Greenpeace activists chained themselves to a mockup of oil-extraction equipment outside the official residence of the Official Opposition leader Thursday morning.
It’s not clear whether Conservative Leader Pierre Poilievre and his family were at home at the Stornoway residence at the time.
Two protesters chained themselves to replica pumpjacks to call out what Greenpeace says is Poilievre’s “anti-climate agenda.”
In a media statement, Greenpeace said the protesters were arrested shortly after they arrived for mischief and intimidation and did not resist the police.
The Ottawa Police Service said a dozen people gathered outside Stornoway shortly after 7 a.m.
“The group blocked access to the residence with a structure, and some proceeded to chain themselves to the structure, not allowing the family to pass,” the OPS statement says.
Charges are pending, police said.
“While I am being arrested, Poilievre is planning to give free passes to big polluters like oil and gas, securing more profits for the richest at the expense of Canadians’ futures,” Keith Stewart, one of the activists arrested and Greenpeace Canada’s senior energy strategist, said in a media statement.
“People in Canada deserve leaders who protect people and our climate, not polluters.”
CBC reached out to Poilievre’s office for comment.
Poilievre has said his yet-to-be-released climate plan will focus on “technology, not taxes.” He still hasn’t indicated how it would work.
The Conservative leader has vowed to cancel the consumer carbon tax and associated rebates, along with new clean fuel regulations, and has said he would not move forward with the proposed oil and gas pollution cap. The Conservative Party also has criticized the federal clean electricity regulations, arguing they will make life more expensive for Canadians.
It’s not clear whether a future Poilievre government would stick to Canada’s current 2030 climate target.
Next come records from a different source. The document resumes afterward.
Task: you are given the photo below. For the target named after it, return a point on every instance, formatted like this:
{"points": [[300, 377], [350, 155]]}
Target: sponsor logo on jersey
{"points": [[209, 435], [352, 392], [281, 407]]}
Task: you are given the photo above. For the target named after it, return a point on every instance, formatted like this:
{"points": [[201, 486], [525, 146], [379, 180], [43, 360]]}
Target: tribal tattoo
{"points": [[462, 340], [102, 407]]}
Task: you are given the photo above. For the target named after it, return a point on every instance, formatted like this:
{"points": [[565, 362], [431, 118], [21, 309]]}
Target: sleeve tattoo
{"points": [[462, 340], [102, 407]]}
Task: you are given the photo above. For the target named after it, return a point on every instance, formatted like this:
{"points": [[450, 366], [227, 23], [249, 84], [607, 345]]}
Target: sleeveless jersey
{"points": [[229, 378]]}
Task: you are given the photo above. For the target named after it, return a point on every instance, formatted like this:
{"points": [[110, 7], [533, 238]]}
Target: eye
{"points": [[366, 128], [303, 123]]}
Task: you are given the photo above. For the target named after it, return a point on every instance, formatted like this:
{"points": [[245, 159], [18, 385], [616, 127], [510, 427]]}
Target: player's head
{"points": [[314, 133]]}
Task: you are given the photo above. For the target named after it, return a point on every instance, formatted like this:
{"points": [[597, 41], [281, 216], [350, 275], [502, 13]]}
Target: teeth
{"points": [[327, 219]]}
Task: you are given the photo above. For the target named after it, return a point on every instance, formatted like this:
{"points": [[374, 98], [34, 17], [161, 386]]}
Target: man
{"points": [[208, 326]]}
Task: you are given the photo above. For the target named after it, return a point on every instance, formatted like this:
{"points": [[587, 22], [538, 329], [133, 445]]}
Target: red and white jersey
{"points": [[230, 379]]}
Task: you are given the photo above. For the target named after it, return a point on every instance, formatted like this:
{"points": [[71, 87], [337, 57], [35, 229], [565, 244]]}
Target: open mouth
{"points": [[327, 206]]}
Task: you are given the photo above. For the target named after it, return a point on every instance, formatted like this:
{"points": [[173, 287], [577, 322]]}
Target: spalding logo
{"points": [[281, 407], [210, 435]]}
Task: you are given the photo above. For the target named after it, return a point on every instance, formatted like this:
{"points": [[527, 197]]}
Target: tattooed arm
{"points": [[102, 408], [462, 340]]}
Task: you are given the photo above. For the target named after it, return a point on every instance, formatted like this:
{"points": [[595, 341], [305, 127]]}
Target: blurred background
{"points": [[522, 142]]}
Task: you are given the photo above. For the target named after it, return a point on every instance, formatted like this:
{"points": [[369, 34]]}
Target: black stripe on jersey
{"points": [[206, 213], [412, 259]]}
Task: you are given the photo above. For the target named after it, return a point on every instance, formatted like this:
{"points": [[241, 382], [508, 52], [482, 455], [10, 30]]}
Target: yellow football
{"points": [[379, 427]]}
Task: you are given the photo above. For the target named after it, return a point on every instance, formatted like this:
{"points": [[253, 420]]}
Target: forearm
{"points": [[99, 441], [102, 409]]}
However, Poilievre has said he is not proposing withdrawing from the landmark international climate treaty — the Paris Agreement — as former prime minister Stephen Harper did with a previous climate agreement.
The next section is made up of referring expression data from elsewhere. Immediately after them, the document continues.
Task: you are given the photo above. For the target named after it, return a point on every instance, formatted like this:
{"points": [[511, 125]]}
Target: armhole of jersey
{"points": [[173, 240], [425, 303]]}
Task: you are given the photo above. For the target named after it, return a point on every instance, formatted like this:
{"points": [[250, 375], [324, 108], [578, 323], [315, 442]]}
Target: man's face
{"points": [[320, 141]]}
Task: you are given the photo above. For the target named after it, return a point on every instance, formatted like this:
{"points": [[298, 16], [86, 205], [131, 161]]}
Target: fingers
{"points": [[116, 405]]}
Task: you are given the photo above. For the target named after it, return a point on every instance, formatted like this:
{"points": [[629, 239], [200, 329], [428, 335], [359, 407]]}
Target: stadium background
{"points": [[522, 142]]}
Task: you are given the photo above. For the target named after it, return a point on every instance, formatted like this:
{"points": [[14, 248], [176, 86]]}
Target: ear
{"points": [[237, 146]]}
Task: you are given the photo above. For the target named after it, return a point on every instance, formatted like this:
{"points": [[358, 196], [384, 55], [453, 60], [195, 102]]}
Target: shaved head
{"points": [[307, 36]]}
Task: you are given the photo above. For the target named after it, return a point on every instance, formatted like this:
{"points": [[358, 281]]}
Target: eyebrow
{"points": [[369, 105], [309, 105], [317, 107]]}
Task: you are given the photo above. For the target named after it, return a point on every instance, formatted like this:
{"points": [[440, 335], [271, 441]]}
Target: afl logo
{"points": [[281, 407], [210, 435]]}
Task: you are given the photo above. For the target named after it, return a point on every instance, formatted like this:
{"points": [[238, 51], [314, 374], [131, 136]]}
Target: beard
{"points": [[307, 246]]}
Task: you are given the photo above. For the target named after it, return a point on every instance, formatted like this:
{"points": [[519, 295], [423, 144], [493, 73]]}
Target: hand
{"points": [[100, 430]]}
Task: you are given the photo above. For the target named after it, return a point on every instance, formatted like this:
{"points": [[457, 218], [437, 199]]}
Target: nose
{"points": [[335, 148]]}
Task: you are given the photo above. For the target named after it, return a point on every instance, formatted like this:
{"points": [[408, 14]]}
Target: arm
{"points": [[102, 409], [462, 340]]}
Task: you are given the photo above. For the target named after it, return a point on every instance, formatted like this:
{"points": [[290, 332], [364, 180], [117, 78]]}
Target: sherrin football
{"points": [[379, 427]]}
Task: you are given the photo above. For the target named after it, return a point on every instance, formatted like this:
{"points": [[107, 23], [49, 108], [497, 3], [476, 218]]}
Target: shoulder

The 2016 Paris Agreement, which Canada signed, commits countries to working toward limiting warming to the critical threshold of 1.5 C above pre-industrial levels.
Poilievre has said he would approve new nuclear, hydroelectric and tidal power projects and support Canadian liquefied natural gas exports to Asian countries.
In its news release, Greenpeace calls liquefied natural gas “not a climate solution.”
Citing research, Greenpeace called it “a carbon bomb,” noting that leaks of methane, one of the most potent greenhouse gases, are worse than the carbon dioxide generated by burning coal.